If you are taking Dilantin or other medication, this article will help to explain what to expect with a Stevens Johnson Syndrome prognosis.

Stevens Johnson Syndrome Prognosis

SJS Syndrome is a rare allergic reaction to a medication such as Dilantin.  Dilantin has been linked to Stevens Johnson Syndrome on multiple occasions, and is one of the commonly associated drugs with this condition. Often, patients experience flu-like symptoms and seek antibiotics to treat the flu, not knowing the condition will worsen.

SJS causes the skin to appear as though it is melting off the patient, which exposes inner tissue and muscle to the possibility of infection.  Stevens Johnson Syndrome prognosis typically progresses into major life threatening conditions that require hospitalization.

It is important to note that SJS syndrome is specifically caused by an adverse reaction to one or more medications, and will occur within the first two to eight weeks of starting the medication.

The first stage in the Stevens Johnson Syndrome prognosis include flu-like symptoms, like nausea and fever. After a week of these symptoms, red or purple skin lesions will appear and cause the patient’s skin to peel off in sheet.

At this time, patients often realize that the don’t just have the flu and are often times hospitalized due to the severity of their SJS syndrome. Due to the nature of SJS Syndrome, patients are often treated in the burn units of hospitals and require skin grafts.

While receiving treatment, patients often need assistance in eating and fluid retention and need to be monitored constantly for worsening conditions. SJS Syndrome is potentially fatal as this condition can inflict organ damage, permanent skin damage, and vision damage.

Due to how quickly the severity of Stevens Johnson Syndrome prognosis progresses, patients who start experiencing adverse side effects after taking a medication such as Dilantin should talk to their physicians as quickly as possible.

Dilantin Stevens Johnson Syndrome

SJS is an allergic reaction specifically caused by medication, but it is unknown what medications trigger this condition or which patients it may occur in.

Steven Johnson syndrome is an extremely rare condition, with less than a 1,000 cases diagnosed per year in the United States, and many physicians are unaware of the initial SJS syndrome symptoms. Additionally, because SJS Syndrome is rare, many drug companies omit warnings of the reaction from their labels.

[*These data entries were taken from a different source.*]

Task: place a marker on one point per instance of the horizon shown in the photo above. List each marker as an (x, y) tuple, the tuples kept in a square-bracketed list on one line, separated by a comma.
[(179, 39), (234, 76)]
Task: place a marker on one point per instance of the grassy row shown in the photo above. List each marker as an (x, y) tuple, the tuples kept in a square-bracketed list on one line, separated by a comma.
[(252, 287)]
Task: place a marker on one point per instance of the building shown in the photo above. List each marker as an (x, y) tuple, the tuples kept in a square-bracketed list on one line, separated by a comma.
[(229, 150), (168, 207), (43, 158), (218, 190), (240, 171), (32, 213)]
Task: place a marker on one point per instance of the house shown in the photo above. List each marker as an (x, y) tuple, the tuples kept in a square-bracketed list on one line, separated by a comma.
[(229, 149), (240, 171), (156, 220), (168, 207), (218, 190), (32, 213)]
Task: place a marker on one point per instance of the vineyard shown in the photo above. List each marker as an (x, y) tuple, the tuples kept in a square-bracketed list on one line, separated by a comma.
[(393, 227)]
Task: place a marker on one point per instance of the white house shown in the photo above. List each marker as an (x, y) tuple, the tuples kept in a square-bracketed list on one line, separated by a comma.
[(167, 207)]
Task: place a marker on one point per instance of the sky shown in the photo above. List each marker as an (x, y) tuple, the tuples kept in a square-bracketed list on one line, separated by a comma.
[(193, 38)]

A number of Dilantin SJS lawsuits have been filed against manufacturer Pfizer as result, alleging product liability charges. Dilantin was approved by the FDA in 1953, to treat grand mal seizures and a number of other epileptic conditions.

But ever since its approval, Stevens Johnson Syndrome has been diagnosed in numerous patients. Dilantin has been named as the primary causes of SJS, in at least 100 different lawsuits alleging Stevens Johnson Syndrome or Toxic Epidermal Necrolysis (TEN).

In one example from October 2010, a Dilantin SJS lawsuit was filed against Pfizer and generic Dilantin manufacturers Mylan Pharmaceuticals and Baxter Pharmaceuticals. The lawsuit alleged that nine-year-old patient, Jesse J. died after taking Dilantin for less than a month. The Dilantin SJS lawsuit was settled for $3.78 million from Pfizer.